なぜならもう俺はアイリの所有物・・・になってしまったのだから。


 アイリのマスター権限がなくなるか、命令を出されないと俺が自由になることはないだろう。

 美少女に生殺与奪を握られる日が来ようとは……。

 思ったより悪い気はしないが。


 しかし、1つ心配事もある。


「ねぇハヤテさん。さっきからボーっとこっち見てるけど、どうしたの?」


 ずっと見つめられている事に気が付いたアイリが不思議そうな顔で尋ねてきた。

 野営の準備がひと通り終わったようだ。


「いや、アイリが俺のマスターになったわけだけど。これからどうするつもりなのかなって思ってさ。もしかして俺って売られるのか?」


 俺の心配事はこれだ。

 どうやらこの世界で機獣は貴重品なようだし、俺はおそらく性能も良いだろう。

 そんな俺を手に入れてアイリがどうするのか少し心配だった。

 このまま売られて、誰とも知れない人間の所有物になるのはゴメンだ。

 そんな事を想像したらちょっと泣きたくなった……。

 BGMはもちろんドナドナだ。


「そんな事しないよ! わたしも専用の機獣がいるけど、そろそろ引退させてあげたいなと思ってたんだ」


 慌てていうアイリの話によると、


 アイリの祖父がマスターだった機獣を、祖父が冒険者を引退してから使わせてもらっていたのだが、先日そのおじいさんが亡くなった。

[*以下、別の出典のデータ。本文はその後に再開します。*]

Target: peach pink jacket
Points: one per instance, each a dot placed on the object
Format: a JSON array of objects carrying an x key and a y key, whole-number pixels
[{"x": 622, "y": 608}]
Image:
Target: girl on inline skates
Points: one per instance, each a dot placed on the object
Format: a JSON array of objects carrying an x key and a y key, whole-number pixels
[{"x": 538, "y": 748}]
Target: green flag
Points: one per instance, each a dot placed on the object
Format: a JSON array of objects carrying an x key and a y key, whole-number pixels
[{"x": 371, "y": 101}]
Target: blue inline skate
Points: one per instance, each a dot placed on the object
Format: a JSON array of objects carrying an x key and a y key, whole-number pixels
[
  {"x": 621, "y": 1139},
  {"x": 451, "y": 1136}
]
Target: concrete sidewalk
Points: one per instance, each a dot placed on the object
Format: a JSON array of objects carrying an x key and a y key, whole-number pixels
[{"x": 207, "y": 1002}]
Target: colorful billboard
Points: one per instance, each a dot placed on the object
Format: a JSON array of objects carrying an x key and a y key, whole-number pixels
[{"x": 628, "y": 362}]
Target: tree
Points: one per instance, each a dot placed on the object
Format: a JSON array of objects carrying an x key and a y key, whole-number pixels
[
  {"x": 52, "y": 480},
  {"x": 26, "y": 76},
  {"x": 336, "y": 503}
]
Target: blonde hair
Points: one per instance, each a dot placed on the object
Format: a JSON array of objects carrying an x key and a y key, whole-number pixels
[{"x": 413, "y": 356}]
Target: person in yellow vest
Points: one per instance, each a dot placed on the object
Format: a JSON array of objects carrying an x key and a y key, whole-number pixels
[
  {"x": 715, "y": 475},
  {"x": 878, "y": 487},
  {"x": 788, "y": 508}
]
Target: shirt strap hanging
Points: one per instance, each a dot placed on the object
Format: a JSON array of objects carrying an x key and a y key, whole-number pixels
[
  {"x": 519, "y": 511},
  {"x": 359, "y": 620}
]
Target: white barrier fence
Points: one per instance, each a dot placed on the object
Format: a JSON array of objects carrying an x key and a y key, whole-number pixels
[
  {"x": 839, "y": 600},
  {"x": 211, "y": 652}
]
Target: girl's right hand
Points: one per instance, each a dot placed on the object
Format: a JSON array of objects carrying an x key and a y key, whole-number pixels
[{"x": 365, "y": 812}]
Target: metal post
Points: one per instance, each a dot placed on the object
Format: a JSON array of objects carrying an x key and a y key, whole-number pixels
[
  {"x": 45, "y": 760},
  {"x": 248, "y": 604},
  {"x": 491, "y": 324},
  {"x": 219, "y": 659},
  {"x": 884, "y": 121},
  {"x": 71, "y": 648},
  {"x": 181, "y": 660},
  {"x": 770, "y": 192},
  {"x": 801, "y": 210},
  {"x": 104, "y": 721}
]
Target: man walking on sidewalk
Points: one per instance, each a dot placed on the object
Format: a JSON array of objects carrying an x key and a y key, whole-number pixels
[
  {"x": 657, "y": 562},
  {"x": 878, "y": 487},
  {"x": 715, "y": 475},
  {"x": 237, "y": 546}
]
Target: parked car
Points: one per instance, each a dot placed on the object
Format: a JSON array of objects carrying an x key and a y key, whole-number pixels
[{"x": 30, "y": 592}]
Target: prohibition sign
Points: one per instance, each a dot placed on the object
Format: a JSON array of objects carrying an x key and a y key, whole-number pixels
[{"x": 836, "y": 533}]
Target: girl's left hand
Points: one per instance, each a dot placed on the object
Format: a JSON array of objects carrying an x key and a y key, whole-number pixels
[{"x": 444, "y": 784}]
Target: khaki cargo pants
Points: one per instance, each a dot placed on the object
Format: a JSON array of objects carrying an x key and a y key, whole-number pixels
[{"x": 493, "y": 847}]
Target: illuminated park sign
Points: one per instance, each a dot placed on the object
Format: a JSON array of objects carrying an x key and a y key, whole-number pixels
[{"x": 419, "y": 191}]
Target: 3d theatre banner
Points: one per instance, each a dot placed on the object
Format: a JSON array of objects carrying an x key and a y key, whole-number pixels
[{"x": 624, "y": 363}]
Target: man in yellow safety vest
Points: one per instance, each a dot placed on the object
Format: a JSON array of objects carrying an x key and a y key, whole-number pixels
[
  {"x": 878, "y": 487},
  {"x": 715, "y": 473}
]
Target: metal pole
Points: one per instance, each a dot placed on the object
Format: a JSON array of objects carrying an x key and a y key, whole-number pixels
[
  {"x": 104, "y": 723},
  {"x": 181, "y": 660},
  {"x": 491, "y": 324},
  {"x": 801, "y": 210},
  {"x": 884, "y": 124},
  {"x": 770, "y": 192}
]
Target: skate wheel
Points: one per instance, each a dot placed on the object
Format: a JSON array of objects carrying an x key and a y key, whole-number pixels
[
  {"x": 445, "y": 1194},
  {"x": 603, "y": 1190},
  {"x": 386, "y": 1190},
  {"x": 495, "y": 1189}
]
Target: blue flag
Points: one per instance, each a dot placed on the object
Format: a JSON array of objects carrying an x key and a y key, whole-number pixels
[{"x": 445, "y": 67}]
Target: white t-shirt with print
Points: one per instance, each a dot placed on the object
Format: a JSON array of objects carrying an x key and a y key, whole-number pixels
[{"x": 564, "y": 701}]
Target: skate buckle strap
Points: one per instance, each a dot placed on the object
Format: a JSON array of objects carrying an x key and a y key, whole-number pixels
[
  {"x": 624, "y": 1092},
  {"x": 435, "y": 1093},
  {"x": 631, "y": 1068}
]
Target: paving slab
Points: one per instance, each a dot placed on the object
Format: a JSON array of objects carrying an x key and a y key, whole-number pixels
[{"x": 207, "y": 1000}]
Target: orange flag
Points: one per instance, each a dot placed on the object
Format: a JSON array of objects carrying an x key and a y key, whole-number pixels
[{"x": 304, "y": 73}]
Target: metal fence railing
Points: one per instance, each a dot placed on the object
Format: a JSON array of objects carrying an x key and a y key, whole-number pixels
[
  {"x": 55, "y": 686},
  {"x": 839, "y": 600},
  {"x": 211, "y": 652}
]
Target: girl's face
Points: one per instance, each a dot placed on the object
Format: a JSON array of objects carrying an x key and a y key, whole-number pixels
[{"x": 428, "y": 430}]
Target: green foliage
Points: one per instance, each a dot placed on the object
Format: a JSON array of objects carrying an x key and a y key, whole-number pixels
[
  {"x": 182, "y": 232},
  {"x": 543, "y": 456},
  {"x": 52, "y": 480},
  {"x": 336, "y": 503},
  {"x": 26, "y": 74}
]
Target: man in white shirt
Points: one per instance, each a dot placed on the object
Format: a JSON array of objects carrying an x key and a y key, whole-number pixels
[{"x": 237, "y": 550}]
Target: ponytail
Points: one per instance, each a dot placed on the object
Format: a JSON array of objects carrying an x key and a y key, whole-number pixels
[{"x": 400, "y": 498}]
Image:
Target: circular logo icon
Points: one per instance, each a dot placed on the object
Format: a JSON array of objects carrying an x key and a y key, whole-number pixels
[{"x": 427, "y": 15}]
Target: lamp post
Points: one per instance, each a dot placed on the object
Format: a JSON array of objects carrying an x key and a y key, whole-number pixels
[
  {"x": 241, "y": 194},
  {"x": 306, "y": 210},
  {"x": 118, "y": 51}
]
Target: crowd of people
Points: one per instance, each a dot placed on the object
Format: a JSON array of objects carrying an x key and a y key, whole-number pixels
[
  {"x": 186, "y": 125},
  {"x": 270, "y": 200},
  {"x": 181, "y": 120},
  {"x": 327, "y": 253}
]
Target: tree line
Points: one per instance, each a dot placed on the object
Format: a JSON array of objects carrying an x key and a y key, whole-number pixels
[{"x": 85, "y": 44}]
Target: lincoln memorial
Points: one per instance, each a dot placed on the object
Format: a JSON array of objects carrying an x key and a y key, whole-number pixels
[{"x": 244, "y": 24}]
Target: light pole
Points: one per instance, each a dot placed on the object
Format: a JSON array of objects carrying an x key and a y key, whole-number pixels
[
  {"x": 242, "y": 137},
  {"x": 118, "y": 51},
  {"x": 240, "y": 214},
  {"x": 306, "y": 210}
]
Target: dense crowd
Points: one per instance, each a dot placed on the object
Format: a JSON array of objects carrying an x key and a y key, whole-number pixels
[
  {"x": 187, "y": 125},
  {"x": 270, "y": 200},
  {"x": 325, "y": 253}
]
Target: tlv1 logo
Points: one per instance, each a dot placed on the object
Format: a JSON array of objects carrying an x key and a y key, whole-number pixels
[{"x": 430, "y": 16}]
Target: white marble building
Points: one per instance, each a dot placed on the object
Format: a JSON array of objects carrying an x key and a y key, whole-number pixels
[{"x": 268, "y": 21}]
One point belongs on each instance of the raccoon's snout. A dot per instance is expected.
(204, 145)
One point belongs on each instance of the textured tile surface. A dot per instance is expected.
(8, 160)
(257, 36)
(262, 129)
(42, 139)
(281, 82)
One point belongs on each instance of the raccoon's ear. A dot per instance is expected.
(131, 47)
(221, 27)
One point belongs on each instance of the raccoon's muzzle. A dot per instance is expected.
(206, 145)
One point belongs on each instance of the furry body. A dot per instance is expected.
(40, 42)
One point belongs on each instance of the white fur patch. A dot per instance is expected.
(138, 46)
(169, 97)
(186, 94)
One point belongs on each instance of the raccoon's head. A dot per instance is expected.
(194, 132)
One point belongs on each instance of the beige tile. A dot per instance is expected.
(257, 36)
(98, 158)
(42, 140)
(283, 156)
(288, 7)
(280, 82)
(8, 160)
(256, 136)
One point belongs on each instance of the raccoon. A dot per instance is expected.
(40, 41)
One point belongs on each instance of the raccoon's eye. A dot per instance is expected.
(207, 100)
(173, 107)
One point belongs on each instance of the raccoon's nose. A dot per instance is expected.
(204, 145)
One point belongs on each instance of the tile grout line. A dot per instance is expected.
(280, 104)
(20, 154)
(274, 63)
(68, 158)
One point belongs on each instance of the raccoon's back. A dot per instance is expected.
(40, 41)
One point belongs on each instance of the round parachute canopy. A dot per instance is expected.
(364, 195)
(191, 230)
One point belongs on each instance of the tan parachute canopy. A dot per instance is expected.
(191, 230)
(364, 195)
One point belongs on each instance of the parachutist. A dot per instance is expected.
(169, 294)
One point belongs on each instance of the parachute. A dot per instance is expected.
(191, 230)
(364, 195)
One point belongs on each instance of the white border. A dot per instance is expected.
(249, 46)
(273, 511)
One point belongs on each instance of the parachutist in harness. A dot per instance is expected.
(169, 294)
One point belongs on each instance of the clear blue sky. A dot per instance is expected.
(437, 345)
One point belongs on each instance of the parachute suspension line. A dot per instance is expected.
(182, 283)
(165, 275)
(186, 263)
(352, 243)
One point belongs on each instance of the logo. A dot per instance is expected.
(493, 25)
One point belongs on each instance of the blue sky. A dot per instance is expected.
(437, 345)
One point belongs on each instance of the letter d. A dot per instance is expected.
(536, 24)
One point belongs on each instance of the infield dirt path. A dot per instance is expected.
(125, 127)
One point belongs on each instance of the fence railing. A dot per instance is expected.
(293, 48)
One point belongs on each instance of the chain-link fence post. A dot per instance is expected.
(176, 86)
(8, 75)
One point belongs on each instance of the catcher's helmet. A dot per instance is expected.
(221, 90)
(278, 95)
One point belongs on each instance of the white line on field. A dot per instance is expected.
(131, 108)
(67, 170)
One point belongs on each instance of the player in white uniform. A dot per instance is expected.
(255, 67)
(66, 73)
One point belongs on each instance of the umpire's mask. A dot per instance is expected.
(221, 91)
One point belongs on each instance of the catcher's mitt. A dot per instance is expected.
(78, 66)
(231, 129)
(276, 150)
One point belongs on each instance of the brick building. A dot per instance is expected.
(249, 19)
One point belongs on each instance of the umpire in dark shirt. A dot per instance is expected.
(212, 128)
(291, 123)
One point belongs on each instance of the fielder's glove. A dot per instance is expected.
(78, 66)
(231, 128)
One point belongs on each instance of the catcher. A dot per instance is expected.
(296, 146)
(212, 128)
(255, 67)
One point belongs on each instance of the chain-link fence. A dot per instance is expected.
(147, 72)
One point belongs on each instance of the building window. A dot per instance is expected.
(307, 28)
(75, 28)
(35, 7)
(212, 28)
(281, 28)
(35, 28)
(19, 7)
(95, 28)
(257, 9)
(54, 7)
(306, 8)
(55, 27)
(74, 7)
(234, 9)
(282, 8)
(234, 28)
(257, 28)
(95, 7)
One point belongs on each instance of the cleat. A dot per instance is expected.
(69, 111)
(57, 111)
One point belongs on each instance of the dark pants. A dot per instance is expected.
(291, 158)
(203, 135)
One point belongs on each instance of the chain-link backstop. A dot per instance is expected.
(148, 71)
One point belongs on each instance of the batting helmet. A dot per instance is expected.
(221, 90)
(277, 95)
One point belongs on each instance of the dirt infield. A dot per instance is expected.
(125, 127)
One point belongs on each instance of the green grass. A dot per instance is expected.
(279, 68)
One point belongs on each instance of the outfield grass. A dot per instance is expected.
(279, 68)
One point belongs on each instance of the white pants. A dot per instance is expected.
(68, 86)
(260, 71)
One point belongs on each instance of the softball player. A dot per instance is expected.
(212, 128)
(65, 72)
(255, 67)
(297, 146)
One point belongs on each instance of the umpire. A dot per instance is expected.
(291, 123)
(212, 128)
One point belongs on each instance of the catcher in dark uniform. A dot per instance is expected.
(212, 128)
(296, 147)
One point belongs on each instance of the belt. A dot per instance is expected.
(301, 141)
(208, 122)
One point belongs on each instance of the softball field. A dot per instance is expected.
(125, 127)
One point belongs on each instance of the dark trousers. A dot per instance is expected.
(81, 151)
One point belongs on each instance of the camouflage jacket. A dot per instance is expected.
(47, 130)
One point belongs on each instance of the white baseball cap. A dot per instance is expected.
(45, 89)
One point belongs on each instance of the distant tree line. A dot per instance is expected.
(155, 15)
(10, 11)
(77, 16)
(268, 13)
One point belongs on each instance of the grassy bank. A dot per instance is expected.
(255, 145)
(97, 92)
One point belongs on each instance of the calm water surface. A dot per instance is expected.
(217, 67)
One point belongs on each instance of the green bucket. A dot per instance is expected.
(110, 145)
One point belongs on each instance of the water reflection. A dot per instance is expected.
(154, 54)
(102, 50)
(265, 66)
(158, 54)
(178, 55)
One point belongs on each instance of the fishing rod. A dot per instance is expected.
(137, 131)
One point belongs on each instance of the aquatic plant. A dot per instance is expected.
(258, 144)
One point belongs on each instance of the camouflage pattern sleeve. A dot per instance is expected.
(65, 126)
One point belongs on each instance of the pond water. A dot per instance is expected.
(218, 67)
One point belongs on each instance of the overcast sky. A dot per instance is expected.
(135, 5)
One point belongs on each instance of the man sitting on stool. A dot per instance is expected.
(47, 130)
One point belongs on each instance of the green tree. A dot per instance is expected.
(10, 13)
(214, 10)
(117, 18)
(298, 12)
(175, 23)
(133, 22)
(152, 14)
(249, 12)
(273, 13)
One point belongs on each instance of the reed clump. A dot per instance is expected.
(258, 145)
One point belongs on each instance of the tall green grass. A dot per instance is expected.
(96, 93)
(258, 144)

 なので大切にしていた機獣も一緒に引退させてあげたい、という事だった。


「ずいぶん長いこと無理をしてきたみたいでね。これ以上、一緒に居るにはオーバーホールしないと駄目らしいんだ。でも、それはちょっとイヤだなって……」


 彼女は少し寂しそうに微笑みながら、そう言った。


 相手が機獣でも大切な人のそばにいさせてあげたいのか。

 優しい子だな。

 自分だってその機獣が大切だろうに。

 いや、大切だからなのかもな。


 そんなアイリを元気づけるように、俺は近づいて声をかける。


「そっか。じゃあこれからは俺をアイリ専用の機獣として使ってくれ。そこの先輩ほど役に立てるか分からないが、頑張るからよ!」


 少し胸を張って、キメ顔をしてみる。

 まぁ馬面なんだけど。


「うん、ありがとね」


 俺の気遣いが分かったのか、少し嬉しそうにアイリは笑ってくれた。



◇◆◇



 そこから他愛無い会話というか、ちょっとした質問コーナーが開催された。

 お互いに色々と気になっていることがあったからな。


「アイリって何歳なんだ?」

「ん。15」


「さっきからジラさんが喋ってないけど、どうしてるの?」

「——常に待機しています。御用の際は呼んでください」

「あ、ハイ……」


「アイリってたまにジラに敬語になるけど、なんで?」

「あー……、最初に話したときに助けてもらったんだけど、その時からたまに敬語になっちゃう時があるんだよね」

「あぁ、やたらと偉そうだからなジラ」

「——聞こえていると知ってて言ってるんですよね。嫌味ですか?」

「嫌味というより文句だよ。陰で言うよりいいだろ?」


「ハヤテさんもジラさんも、AIとは思えないほど感情豊かだよね。やっぱり見た目通りすごく高性能なんだなぁ」

「ん? 俺はAIじゃないぞ。多分」

「——私も正確にはAIではありません。区分するならASIです」


 実は異世界人です……って言いそびれた。

 それより今はジラの話が気になる。


「そうなの? ASIって何?」

「——人工超知能のことです。分かりやすく言うならば私はAIに空の魂を融合したような存在ですね」

「おぉ、なんかすごそうだな」

「つまり……どう違うの?」

「——具体的に言うと、私はあなたたち人と同じように魔法やスキルの行使が可能です。魔法などは魂がないと使用ができません。それをAIにも可能にするべく生まれた技術が、ASIという風に理解していただければ良いかと思います」

「ふーん。俺はどうなんだ。スキルは使えたみたいだけど、魔法も使えるのか?」

「——使用可能です」


 そこから、ジラが少し解説してくれた。

 俺が使った【天角解放】はスキルではなく“魔導武装の使用”であり、【天穿テンセン】と【纏雷テンライ】はスキルだったらしい。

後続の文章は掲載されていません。